Appeals Court OK's Warrantless Wiretapping
The federal government may spy on Americans’ communications without warrants and without fear of being sued, a federal appeals court ruled Tuesday in a decision reversing the first and only case that successfully challenged President George W. Bush’s once-secret Terrorist Surveillance Program.
“This case effectively brings to an end the plaintiffs’ ongoing attempts to hold the executive branch responsible for intercepting telephone conversations without judicial authorization,” a three-judge panel of the 9th U.S. Circuit Court of Appeals wrote. (.pdf)

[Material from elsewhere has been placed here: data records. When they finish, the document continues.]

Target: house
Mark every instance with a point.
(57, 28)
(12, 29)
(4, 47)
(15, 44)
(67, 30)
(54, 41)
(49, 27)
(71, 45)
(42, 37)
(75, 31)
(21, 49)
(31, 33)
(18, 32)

The case concerned a lower court decision in which two American attorneys — who were working with the now-defunct al-Haramain Islamic Foundation — were awarded more than $20,000 each in damages and their lawyers $2.5 million in legal fees after a tortured legal battle where they proved they were spied on without warrants.
They sued under domestic spying laws Congress adopted in the wake of President Richard M. Nixon’s Watergate scandal. The government appealed their victory, and the appeals court Tuesday dismissed the suit and the damages.
Jon Eisenberg, the lawyer for the two attorneys, said he may request the court to reconsider its decision with a larger panel of judges, or petition the Supreme Court.
The Bush spy program was first disclosed by The New York Times in December 2005, and the government subsequently admitted that the National Security Agency was eavesdropping on Americans’ telephone calls without warrants if the government believed the person on the other end was overseas and associated with terrorism. The government also secretly enlisted the help of major U.S. telecoms, including AT&T, to spy on Americans’ phone and internet communications without getting warrants as required by the 1978 Foreign Intelligence Surveillance Act, the law at the center of the al-Haramain dispute.
The other major case challenging the wiretapping program, the Electronic Frontier Foundation’s case against the government, alleges a wholesale vacuuming of Americans’ communications. That case was sent back to a district court after it survived an appeals court ruling in December.